I’ve been writing about the rise of the Chief Data Officer as the latest ‘C-level’ executive that most companies will need to manage the mountains of operations data.
Now, Wells Fargo Bank, the world’s largest bank, recently announced the appointment of its first-ever CDO. A. Charles Thomas is the former chief data and analytics officer for the insurance giant USAA. He will report to the Bank’s Chief Information Officer.
I applaud Wells Fargo’s decision. It’s not surprising – West coasters have long known that Wells Fargo has always been a visionary technology corporation, with a Silicon Valley pedigree that dates all the way back to the years after WWII, when David Packard, after being turned down by other banks, was given a line of credit with Wells Fargo on just a handshake.
Although I don’t know Mr. Thomas, I did take note of Wells Fargo’s decision about where to position him as the CDO within the corporate org chart. As I’ve noted before in this column, I believe that companies – and CDO’s – are best served when they report to the business side of the company and not to IT. But I am always looking for new ways to approach this market and its inhabitants. If I have learned one thing over the years, it is that no two companies are alike when it comes to solving these challenges and so I will be watching to see how a company of Wells Fargo’s size and stature manage their analytical waters. I do believe that the Chief Data Officer’s job is to convert information into actionable items for company operations, not to manage and control that information.
In recent years I have watched the creation of whole new departments to manage giant caches of data but more often than not, this is seen as a threat to the IT department. CIOs often heavily lobby – sometimes even demand – for the new CDO role to be placed under their purview so that it can be controlled and kept from becoming a renegade, even competitive center for data and the value it holds. But I still contend that this isn’t the best approach.
If you are wondering if this might be what happened at Wells Fargo, I’m going to assume not, largely because of the bank’s technologically progressive reputation. Rather, I believe that Wells Fargo’s CIO is a visionary, actually believes in the concept of the ‘Data Driven Organization’ and is getting out ahead of the trend by driving the hiring of Mr. Thomas. He has seen the future, and rather than fight it, has rightly chosen to embrace it.
His timing couldn’t be better. The Chief Data Officer is no longer a theoretical exercise. In some companies, the CDO is now an established part of the organization. A recent Gartner Group report found 100 CDOs in American industry – double the number from 2012. Meanwhile, a total of 550 companies – including global giants like Samsung, HSBC and Citigroup– said they were looking into the creation of such a position.

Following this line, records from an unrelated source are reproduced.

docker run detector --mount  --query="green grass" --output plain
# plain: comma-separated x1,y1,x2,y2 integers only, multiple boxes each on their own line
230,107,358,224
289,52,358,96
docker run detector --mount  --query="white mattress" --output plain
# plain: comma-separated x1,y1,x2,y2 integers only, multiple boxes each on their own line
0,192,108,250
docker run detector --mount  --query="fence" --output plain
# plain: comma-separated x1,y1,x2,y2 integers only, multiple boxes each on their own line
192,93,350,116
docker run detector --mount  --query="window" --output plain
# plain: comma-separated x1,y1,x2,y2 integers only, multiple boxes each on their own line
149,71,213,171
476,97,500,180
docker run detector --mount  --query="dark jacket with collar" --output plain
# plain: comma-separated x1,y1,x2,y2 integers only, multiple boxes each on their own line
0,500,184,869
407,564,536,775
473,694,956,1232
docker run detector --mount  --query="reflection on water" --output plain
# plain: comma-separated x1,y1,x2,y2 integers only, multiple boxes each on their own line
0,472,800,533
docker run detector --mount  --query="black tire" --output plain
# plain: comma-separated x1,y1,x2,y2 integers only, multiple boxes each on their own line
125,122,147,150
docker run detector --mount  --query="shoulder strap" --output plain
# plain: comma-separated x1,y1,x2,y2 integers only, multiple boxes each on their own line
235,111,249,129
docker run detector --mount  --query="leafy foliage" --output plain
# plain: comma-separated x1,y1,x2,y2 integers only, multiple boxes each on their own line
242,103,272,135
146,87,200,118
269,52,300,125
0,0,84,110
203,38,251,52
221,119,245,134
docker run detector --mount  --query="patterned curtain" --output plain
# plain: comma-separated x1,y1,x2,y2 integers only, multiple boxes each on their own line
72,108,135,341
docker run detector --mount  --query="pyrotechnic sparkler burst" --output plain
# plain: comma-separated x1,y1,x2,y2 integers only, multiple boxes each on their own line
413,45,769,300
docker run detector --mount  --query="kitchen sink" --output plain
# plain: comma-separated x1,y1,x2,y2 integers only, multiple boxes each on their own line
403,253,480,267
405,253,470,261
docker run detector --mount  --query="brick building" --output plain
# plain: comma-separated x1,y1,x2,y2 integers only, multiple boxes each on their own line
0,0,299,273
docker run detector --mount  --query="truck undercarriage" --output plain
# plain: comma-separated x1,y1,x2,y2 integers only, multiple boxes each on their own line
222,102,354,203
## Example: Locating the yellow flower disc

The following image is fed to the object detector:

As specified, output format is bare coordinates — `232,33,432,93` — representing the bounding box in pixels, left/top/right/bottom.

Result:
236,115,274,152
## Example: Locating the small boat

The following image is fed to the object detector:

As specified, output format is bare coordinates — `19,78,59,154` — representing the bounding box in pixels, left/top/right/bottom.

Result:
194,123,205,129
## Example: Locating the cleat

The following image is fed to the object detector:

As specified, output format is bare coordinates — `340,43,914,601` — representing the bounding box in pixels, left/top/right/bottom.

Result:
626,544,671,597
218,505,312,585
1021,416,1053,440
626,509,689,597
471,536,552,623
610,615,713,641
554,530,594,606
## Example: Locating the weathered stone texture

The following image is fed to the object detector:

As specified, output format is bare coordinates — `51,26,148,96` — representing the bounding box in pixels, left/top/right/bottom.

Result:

What they understand is what Wells Fargo has already figured out: whether you call the job ‘Chief Data Officer’ or not, the time has now come to do this. Someone in your organization needs to be in charge of the data that drives your company, someone who can capture, crunch and analyze that data to find those hidden, but hugely valuable, chunks of knowledge that will make you more competitive, more efficient and more attractive to your customers. If you have hesitated doing this, or still have some doubt, look at the great companies that have now made the move ahead of you. Soon that list will include your smartest competitors.
Now, and in the years to come, being a data-driven company will be fundamental to your strategy. And so the decision about who gets to own that data will be one of the most important that you make. And this means you need to make that decision – and not have it made for you. If you don’t decide the CDO will report to the CIO by default. Is that what you want? Or should it go under the Chief Marketing Officer? If you think this is a minor, even arbitrary, decision made by whomever shouts the loudest, you will be making a serious mistake. The choice of which department wins this internal fight may determine how successful your company will be in the years ahead.
Given the stakes, the CEO should be the person making this decision. And he or she should do so with the advice and the support of the Board of Directors – this is one job description and hiring decision that the Board should not accept as a fait accompli. If the CDO role turns into just Data Warehouse 2.0, another redundant department in IT, they will have made a dangerous mistake, costly in both overhead and even more in opportunity cost.
Most CEOs have a limited knowledge about the world of data analytics. Most, if they are lucky, only encounter the results of these analytics via reports, or better, a dashboard program on company operations. Here are some of the requirements any CEO should be looking for when defining (and possibly hiring) the role of a CDO:
The CDO needs a solid business background to understand how business runs. He or she can’t just be a data scientist, though the CDO may have data scientists working for him/her.
- The CDO must have the leeway to work with other organizations inside the company.
- He or she should have visibility and access to the rest of the C-suite.
- Ideally this person should be compensated on business results, not assets managed. Many people think that the more databases you have, the better, when better should mean the ability to get more value out of the databases you have.
- The CDO must have specific performance improvement targets. These goals should not have punitive penalties, but should be sufficiently demanding and even experimental that you expect a certain number of failures.
- The CDO must be sufficiently empowered to pursue and achieve these goals.
This is a good start. And if actually followed the question of who the CDO should report to will inevitably emerge. . . and be answered for your organization.